We’ve all been in scenarios where we’ve cut corners for the sake of time only to pay for it later. You don’t have to be interested in web design to know what it’s like to try to save a minute only to end up losing an hour. Taking the time to be organized in anything is ALWAYS worth it. An organized mind is required to make an organized product.
When using Photoshop, or any program for that matter, it’s important that a person keep their work space organized and intuitive. I’m aware that I just used the word organized in 3…make that now 4 sentences in a row, but it’s to really push the point
I’ve certainly had my share of creating an unorganized PSD with the only named layer being that of “background”. It’s sometimes easier just to add new layers without naming them when you’re looking to make a quick image. However, when working with complex images, you may be managing hundreds of layers and half the number of folders. I’m sure many of you reading this have seen PSD files with layers starting with “Layer 1” and ending in “Layer 100+”.
Every designer generally has their own naming convention along with folder logic. A designer should stick with what works for him/her, but be aware that the more organized your workspace, the better the product on the digital canvas. In addition to making your life infinitely easier and your work product more refined, keeping your PSD organized allows for smooth transitions should someone else ever work with the file. When source files are handed to clients, they should always contain names to all the layers and folders.
If you make it a point to name every new layer before you add it, you’ll be thankful that you did. I initially like to categorize my layers in folders titled “header, content, footer” when doing web layouts. Putting layers into groups is extremely helpful in managing your work. Say you want to see what the layout looks like showing only the header which in this case contains 50 layers. Rather than click on the hide icon for 50 layers, you can just hide the folder containing these files with a single click. Using a shortcut for this process helps out immensely in the saving of time. My current shortcut is F2 although the default setting is Control – G. My suggestion is to use whatever is most natural for you. Photoshop also provides you with the option color code your layers or groups to help you easily and quickly identify what you are looking for.

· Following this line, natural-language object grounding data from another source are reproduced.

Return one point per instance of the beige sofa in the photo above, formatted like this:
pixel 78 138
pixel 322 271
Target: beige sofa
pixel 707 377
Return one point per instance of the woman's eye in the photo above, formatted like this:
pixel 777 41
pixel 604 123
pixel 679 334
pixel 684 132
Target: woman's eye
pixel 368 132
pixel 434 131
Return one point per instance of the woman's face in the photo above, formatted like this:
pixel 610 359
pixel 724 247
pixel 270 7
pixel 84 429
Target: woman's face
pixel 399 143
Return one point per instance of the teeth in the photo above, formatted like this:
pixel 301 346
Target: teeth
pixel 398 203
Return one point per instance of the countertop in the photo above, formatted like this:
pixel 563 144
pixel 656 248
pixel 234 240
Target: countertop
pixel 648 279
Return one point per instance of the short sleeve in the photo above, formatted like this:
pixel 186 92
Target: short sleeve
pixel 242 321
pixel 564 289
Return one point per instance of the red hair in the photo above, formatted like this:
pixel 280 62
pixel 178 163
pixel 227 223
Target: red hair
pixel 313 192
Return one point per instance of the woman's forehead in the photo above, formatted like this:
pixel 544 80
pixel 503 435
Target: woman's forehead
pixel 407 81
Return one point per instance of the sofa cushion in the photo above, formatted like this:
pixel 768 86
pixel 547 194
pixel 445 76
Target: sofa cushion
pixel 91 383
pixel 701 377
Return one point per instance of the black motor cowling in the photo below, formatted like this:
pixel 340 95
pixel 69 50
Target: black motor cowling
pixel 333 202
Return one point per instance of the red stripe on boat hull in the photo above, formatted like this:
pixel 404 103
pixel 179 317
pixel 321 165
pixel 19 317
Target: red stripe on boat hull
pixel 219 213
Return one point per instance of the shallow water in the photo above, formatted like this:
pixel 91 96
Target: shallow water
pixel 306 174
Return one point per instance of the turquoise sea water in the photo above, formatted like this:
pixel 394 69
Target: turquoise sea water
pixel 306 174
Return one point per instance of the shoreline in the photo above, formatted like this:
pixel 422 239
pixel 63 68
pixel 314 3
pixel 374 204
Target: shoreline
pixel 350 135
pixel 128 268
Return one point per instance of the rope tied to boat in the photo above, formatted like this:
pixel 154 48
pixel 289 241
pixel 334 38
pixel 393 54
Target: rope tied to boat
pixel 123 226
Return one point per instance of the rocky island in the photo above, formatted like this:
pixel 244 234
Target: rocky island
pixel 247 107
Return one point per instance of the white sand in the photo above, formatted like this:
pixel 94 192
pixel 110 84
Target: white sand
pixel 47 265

To some, it may sound like a stretch to say that how you order your layers palette has an effect on how you design. But consider a carpenter who when working leaves his tools and work materials all over the place in a sea of chaos. He’s going to be more prone to more mistakes and is far more likely to produce shoddy work no matter how good he is. He may miss the opportunities for creative solutions than an organized carpenter may have naturally seen. The same is true for Photoshop especially when it comes to layers and folders. Ultimately, the manner in which you organize your tools and work materials should aid in, not hinder your creativity. In some extreme cases, establishing an orderly workspace can change the whole experience of working in Photoshop from a strain to create under stress to a relaxation therapy session.